There you have it. CRMs where not designed to help you track your prospects, and it certainly wasn't designed to help you quickly bring up useful information about your contacts while you're rushing into the Bay Area for a quick round of interviews with investors up and down the peninsula. It's not designed for real world use.
Charlie at This is going to be big, had a post called "If you don't build it for geeks, don't expect them to show up." I completely agree. In particular his comments on Salesforce are spot on. Its clear that this wasn't built for salesman, and its clear this wasn't built for the geek/salesman that would want to hack your product into something useful. Thats why their Appexchange community is so un-imaginative, and unlike twitter (or other open platforms supported by a community of passionate users), no one is hacking together improvements on the fly so they can continue to use their products in new and creative ways.

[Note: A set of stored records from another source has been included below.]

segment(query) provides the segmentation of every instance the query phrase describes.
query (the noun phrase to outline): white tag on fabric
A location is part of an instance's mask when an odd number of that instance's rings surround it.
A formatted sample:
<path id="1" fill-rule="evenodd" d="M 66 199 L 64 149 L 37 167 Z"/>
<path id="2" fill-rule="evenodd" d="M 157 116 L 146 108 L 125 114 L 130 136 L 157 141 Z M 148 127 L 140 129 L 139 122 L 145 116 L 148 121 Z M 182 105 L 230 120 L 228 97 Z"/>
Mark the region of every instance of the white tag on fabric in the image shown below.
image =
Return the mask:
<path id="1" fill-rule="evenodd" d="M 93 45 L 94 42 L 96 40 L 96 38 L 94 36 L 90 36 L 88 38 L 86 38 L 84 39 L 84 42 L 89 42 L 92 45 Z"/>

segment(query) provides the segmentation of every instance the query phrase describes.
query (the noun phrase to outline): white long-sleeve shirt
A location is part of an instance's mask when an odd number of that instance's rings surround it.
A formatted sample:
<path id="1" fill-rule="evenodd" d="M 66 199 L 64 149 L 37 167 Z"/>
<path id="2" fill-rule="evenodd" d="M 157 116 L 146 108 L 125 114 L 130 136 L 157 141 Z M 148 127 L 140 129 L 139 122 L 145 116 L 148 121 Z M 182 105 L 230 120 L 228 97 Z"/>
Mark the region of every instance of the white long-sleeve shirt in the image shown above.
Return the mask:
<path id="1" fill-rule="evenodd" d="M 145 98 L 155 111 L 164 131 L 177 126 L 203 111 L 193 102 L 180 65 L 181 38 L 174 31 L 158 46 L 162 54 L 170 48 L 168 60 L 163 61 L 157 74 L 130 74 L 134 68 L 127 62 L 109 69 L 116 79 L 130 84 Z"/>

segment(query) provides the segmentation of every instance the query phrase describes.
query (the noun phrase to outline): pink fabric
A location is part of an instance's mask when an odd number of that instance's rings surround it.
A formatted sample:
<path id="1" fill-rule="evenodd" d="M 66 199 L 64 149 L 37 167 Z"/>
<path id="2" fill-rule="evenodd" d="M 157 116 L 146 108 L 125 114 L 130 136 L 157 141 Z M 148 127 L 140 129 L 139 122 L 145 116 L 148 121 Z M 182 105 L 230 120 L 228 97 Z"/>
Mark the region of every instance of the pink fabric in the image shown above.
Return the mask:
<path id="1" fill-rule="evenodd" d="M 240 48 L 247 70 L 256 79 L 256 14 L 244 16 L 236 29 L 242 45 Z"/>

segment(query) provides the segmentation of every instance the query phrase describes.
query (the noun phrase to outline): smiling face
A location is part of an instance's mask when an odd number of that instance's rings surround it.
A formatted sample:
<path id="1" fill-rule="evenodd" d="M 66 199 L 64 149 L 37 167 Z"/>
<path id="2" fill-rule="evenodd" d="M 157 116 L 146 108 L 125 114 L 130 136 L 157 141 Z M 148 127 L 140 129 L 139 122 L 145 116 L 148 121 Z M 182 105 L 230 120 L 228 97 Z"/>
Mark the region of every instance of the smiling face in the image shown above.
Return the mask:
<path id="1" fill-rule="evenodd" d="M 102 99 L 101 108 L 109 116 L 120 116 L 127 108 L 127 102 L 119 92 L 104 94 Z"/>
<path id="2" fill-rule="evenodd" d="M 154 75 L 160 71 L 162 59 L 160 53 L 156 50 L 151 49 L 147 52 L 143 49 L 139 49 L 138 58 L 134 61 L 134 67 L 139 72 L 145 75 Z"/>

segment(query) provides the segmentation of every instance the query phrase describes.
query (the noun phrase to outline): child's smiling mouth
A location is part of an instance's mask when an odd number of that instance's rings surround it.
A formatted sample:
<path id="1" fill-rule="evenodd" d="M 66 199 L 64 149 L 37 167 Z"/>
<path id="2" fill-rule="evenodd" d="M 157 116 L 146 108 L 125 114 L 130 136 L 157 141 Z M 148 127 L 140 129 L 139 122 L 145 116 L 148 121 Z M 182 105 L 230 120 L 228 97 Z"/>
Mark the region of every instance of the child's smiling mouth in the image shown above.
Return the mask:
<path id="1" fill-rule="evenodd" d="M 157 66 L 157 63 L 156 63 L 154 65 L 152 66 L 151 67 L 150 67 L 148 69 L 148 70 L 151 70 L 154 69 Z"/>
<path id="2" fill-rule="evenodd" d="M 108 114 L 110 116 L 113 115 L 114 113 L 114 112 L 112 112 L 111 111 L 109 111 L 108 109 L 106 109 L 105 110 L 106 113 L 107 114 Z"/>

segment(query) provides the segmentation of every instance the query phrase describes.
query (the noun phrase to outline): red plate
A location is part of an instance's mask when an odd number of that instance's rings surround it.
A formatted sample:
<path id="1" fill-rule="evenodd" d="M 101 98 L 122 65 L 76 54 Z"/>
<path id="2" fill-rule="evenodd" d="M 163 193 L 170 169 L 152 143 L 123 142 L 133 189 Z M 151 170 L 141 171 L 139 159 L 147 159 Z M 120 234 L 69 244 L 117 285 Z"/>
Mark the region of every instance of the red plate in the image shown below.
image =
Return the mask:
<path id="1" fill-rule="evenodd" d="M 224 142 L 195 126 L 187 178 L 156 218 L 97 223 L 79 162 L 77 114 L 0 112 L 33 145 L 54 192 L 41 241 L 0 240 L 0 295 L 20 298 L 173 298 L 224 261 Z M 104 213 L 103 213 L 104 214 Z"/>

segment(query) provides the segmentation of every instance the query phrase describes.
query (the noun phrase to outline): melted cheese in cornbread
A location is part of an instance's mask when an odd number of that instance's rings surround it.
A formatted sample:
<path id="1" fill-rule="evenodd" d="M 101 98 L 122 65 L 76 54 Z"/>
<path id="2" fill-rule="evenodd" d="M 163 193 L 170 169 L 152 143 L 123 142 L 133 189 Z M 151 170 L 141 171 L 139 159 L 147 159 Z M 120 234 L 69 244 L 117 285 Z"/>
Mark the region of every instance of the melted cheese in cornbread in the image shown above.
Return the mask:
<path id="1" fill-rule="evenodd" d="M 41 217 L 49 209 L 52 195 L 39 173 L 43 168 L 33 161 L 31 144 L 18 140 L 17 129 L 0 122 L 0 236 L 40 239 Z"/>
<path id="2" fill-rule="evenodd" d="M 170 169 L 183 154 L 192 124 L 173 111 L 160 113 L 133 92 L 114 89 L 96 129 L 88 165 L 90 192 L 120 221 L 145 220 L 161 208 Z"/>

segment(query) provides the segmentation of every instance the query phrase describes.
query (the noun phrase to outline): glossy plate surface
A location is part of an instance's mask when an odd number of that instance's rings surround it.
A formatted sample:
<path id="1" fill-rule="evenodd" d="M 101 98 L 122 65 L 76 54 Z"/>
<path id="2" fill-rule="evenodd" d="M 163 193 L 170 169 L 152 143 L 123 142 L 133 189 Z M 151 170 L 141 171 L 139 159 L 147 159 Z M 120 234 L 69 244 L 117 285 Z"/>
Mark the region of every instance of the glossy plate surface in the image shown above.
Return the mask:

My first serious experience with CRM systems was with SugarCRM. I was working for a startup with no budget, couldn't afford Salesforce, so ended up really excited to find an Open Source project that was comparable. Over two years of use I came to realize that the "open source" designation for SugarCRM didn't mean the same thing that it meant for projects like Wordpress, Drupal, or even Firefox. The SugarCRM community (similar to the Salesforce community) wasn't nearly as vibrant, the conversation throughout the community weren't as passionate, and the amount of crazy hacked-up plugins being released was close to zero.
So, what can we do about it? Well, more and more people are being forced into Salesforce, and now Google is now involved. Maybe this will head in the right direction.
There are also more and more alternatives, including the one I've really be considering; Highrise from 37Signals. In its short life Highrise seems to have done for me what these other CRMs couldn't do in years. Not to mention theirs a pretty vibrant community associated with their products.
Though Highrise doesn't have reports, pipelines, and dashboards, their approach is the right approach. From the bottom up, build a tool for the day to day users, and then work your way up to the reports. With happy user's, you'll get better day, thus better dashboard reports. It won't take mandates from on high to force terrified workers to put every last detail into a clunky database.